Danby Show is gearing up for another action-packed event with thousands of people expected to turn out.
It’s the oldest agricultural show in the area and probably one of the oldest in the country, having started in 1848 and annually attracts around 6,000 people.
The grand day out takes place on Wednesday on the vicarage green in Danby and promises the usual displays and competitive classes, ranging from cattle and sheep to cavies, ferrets and vintage machinery.
The show opens to exhibitors at 8am and to the general public at 9am when the horse classes begin.
The main attraction this year are so good they’re performing twice.
Trailbikers UK will be performing stunts in a display at 1pm and towards the end of the day.
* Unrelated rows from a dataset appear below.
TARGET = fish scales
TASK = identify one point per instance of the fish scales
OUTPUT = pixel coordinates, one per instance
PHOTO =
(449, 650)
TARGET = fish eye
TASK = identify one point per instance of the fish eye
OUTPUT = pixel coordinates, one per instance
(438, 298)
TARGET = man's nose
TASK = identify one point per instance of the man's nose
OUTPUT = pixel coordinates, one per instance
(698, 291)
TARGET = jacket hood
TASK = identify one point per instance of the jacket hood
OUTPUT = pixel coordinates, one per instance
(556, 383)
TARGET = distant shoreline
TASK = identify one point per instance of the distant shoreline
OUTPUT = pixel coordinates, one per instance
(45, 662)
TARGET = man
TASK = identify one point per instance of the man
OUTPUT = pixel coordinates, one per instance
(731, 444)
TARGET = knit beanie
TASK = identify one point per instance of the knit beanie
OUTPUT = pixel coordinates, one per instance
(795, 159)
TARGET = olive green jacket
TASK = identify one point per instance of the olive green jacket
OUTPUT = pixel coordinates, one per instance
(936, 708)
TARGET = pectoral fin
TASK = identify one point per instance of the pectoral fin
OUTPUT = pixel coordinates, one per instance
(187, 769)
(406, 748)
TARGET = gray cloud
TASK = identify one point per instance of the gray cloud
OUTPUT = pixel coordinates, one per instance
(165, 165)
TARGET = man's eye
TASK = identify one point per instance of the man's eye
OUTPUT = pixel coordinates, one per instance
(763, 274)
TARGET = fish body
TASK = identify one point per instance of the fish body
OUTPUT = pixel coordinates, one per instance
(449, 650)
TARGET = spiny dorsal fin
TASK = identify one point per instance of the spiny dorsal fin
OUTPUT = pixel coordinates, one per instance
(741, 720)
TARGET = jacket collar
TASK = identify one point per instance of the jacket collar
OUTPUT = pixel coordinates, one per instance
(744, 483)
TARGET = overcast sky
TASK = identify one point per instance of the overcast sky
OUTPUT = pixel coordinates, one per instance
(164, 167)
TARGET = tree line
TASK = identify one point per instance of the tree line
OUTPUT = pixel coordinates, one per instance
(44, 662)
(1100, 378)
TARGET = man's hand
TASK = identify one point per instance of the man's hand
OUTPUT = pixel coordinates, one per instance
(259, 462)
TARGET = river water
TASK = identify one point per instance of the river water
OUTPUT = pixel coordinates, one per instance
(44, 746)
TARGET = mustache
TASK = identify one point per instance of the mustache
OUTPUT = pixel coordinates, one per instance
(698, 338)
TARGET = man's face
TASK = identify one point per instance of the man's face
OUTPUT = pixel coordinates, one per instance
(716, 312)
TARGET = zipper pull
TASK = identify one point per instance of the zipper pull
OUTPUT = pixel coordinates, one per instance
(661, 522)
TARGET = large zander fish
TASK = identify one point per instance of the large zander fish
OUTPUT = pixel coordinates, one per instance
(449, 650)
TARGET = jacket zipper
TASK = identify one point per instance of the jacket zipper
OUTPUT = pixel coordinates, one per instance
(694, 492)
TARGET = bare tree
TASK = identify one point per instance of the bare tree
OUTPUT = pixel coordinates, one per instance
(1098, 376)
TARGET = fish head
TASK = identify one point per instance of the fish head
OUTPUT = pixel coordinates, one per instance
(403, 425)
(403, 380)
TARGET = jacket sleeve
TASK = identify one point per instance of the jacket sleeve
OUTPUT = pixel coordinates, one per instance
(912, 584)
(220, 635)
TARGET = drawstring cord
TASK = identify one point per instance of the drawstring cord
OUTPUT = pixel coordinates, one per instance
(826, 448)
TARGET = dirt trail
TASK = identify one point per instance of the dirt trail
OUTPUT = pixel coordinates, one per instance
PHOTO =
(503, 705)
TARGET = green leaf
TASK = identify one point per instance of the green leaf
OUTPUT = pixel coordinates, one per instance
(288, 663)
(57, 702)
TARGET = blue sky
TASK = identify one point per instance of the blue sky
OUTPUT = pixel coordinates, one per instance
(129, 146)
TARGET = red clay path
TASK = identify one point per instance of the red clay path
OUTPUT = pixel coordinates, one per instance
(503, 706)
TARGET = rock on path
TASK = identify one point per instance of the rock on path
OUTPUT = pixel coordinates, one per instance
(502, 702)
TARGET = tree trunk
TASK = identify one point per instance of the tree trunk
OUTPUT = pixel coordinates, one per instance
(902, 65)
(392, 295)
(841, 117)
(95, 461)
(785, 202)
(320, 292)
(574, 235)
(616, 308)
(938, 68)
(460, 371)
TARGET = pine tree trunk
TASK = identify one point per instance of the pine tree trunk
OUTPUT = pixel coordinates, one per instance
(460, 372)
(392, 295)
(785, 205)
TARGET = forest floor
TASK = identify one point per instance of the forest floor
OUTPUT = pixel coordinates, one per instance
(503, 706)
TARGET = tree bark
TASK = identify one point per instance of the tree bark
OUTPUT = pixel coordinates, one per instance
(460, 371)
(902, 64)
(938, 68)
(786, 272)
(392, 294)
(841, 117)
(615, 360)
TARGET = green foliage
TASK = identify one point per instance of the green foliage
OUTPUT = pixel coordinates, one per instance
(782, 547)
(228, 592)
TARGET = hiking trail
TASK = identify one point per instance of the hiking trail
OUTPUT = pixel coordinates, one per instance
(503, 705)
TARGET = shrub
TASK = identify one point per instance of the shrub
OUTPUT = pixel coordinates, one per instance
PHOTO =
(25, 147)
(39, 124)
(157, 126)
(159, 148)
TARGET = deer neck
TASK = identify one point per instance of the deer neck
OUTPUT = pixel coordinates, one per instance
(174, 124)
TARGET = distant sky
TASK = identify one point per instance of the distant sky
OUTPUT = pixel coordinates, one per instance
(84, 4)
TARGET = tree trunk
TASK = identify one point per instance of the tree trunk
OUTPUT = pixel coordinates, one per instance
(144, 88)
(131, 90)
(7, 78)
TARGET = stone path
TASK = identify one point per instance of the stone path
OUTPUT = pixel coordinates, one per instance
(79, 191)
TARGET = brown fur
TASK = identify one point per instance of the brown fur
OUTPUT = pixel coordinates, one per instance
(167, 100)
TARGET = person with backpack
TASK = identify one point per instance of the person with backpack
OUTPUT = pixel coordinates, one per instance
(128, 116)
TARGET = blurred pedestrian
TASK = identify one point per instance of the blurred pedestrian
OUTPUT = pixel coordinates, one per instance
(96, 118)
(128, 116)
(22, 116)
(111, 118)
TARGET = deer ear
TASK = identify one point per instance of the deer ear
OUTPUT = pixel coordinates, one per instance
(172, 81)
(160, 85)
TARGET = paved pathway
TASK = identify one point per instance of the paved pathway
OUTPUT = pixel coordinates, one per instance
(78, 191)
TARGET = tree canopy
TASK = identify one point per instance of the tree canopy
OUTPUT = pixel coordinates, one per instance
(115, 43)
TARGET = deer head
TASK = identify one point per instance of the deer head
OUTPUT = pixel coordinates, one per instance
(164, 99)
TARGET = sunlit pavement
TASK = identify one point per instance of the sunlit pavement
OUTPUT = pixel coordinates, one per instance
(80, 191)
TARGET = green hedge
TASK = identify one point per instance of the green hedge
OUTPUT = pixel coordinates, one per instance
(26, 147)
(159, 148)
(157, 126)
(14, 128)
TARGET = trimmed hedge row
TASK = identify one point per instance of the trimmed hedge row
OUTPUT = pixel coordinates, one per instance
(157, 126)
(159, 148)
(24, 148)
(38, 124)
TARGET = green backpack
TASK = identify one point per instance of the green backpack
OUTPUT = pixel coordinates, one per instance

Always popular are the horse and pony classes with magnificent heavy horses, among them the Cleveland Bays, a breed used to pull the Queen’s coaches, hunters and a wealth of native breeds including dales ponies and miniature Shetlands.
Whitby Falconers will have an interesting selection of their birds of prey on show, where visitors can also have their picture taken with the birds.
Vintage tractors and farm machinery are also a regular attraction, showing the marked difference in bygone farming methods with those of the present day.
Sheep dog trials are a regular and popular feature displaying the skills of dogs and their handlers – though there are times when the dogs are not as biddable as they ought to be.
The organisers are keeping their fingers crossed for good weather.
The show was started by Canon Atkinson in 1848 and the only time it had to be cancelled was during the war years and in 2001 due to the foot and mouth outbreak.
Canon Atkinson was the well-known author of Forty Years in a Moorland parish and the show at first was only for horses and cows.
It started behind the Downe Arms Inn in Castleton and in the 1870s was combined with Castleton’s annual cheese fair.
It was moved to its present site on the vicarage field in Danby in 1953.